The songs themselves frequently deal with the true and everlasting love the two share for each other. Sure, the material may border on the schmaltzy, but what keeps the music from being treacly are the sincerity in which it is sung, the sometimes coarseness of the homespun singing and playing, and the eccentricity in which they deliver the goods. The two find the purity playing in the dirt rather than ascending to a higher plane, thanks in large part to the banjo and fiddle playing that really grounds the sound.
So even when the duo compare themselves to “Adam and Eve”, the hymn-like cadences are offset by the strings so that the song is a country blues about living with “God on their tail” after eating forbidden fruit. And when they sing about “Your Sweet Love”, they note that love alone is not enough to save one from the problems of living. The world is too much with them (and us).
Of course, they also know how to party. The uptempo “Sick as a Dog” heralds the hangover that awaits but celebrates the manic fever of the moment. “Flat Nail Joe” lets the rhythms take one into the pleasures of just hanging out and being. The variety of the 13 self-penned songs lets the pair explore lots of different styles, but the results always showcase their male/female harmonizing. They sing in and out of each others’ voices, sometimes one taking the lead and then the other. The two as one become the smoky flavor in the musical whiskey that distillation highlights; the cauldron which transforms plain alcohol into something special.
When they imagine parting as “Familiar Strangers”, the singing connects them at the root. So even they trade tropes (“Like the curtain at the end of the show / Like the sound of a lonesome whistle blow”), they come off as a matched pair. Their familiarities overwhelm their estrangement, which deepens the sadness of the lyrics ( i.e., “a race in which everyone comes in last”). And when the pressures of life in a place scarred by nature become too much, as in “Dustbowl”, the two mostly sing as one to suggest shared misery is still misery.

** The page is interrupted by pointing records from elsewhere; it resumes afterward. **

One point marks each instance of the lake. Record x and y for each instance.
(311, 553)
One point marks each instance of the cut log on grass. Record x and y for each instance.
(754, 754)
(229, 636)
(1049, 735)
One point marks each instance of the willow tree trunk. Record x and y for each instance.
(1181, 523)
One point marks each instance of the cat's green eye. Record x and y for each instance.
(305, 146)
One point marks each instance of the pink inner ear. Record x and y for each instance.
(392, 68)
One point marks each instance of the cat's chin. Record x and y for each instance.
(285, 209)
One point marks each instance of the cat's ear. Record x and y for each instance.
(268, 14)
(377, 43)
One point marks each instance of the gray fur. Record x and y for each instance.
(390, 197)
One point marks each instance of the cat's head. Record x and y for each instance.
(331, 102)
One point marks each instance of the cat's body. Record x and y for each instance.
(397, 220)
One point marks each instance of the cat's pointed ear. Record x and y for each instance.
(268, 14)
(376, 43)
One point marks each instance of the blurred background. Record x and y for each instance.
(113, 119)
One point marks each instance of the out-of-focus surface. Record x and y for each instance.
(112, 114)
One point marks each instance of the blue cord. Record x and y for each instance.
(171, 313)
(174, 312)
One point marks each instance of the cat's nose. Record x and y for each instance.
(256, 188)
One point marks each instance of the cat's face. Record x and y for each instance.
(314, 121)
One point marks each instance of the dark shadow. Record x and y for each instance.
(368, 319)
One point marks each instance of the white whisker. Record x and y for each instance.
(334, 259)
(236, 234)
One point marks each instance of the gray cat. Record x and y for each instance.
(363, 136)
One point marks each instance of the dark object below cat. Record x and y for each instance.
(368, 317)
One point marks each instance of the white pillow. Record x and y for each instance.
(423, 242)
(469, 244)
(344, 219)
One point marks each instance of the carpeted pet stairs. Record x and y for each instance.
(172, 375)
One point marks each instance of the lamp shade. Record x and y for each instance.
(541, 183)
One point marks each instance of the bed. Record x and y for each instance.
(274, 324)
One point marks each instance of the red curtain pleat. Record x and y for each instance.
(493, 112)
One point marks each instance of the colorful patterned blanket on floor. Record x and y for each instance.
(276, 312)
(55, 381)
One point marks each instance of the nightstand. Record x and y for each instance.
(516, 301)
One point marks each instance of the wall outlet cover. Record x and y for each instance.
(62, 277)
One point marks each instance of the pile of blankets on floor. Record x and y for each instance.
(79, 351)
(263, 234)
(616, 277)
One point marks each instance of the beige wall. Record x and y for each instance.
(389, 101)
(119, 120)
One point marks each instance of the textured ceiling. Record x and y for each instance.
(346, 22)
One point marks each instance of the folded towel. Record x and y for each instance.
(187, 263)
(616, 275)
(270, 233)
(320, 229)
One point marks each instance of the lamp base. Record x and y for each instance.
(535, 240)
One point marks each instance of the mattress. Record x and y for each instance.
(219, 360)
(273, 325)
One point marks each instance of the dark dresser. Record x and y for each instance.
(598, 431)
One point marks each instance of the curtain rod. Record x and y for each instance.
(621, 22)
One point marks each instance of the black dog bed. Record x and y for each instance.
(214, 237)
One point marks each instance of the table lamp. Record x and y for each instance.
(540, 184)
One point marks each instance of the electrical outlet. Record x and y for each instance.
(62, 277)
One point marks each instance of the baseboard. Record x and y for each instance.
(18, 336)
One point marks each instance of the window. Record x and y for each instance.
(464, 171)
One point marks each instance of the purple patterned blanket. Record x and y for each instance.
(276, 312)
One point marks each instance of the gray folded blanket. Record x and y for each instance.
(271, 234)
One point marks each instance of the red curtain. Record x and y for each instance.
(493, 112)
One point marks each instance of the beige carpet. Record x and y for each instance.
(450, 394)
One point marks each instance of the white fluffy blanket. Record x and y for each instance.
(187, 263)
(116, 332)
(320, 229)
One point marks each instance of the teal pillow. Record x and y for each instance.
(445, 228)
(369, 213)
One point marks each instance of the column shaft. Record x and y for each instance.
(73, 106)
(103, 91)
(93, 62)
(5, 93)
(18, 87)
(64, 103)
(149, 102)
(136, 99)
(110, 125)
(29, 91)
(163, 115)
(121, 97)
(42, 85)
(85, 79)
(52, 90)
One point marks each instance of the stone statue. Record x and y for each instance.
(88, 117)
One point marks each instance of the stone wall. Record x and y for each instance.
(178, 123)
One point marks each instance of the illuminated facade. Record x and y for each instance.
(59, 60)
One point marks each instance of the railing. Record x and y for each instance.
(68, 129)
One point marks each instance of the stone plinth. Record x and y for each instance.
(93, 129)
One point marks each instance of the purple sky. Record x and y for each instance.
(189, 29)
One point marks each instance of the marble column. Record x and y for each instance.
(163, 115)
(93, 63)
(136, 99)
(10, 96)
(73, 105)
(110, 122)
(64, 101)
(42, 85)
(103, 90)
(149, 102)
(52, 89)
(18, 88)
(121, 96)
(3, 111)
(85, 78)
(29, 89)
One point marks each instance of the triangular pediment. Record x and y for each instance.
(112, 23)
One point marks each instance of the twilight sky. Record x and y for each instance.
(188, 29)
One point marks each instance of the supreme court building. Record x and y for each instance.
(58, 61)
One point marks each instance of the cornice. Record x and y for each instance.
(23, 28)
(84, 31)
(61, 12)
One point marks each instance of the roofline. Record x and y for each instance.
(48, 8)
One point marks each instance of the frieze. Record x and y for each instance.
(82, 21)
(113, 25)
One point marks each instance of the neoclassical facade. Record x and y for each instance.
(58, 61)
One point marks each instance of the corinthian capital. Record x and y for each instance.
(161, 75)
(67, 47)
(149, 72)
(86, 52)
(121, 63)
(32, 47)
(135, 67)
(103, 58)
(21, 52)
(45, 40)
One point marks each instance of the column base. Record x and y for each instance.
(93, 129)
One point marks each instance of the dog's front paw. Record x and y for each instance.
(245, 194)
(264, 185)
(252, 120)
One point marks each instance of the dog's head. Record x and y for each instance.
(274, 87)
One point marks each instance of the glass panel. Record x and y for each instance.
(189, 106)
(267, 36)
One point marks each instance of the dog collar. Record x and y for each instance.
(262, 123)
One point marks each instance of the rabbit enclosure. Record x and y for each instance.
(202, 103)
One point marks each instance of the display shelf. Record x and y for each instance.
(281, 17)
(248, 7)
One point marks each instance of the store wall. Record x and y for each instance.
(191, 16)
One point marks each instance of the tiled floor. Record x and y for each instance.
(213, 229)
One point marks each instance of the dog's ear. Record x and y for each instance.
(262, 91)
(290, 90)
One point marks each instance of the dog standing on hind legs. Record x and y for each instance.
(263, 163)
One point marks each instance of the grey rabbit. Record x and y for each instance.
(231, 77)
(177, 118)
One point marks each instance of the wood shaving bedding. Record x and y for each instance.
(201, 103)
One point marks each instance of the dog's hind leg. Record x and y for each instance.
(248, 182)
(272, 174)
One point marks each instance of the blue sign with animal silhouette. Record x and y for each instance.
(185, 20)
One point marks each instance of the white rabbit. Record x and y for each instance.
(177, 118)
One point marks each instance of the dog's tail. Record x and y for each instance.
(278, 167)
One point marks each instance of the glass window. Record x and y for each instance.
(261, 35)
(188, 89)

Chambers’ brother Nash produced the record live in the studio on a ranch in rustic Australia. He includes snippets of people talking as the tape rolled before the music started to give the album an informal feeling. He also puts his sister’s banjo right out front as lead instrument. She’s ably joined by pickers John Bedggood (fiddle) and Jeb Cardwell. But hers and her husband’s singing is the main attraction here. The two make beautiful music together, country style. While it may seem strange that acoustic American styles have rooted in such a distant place, the flower is as sweet as any ever produced in the USA.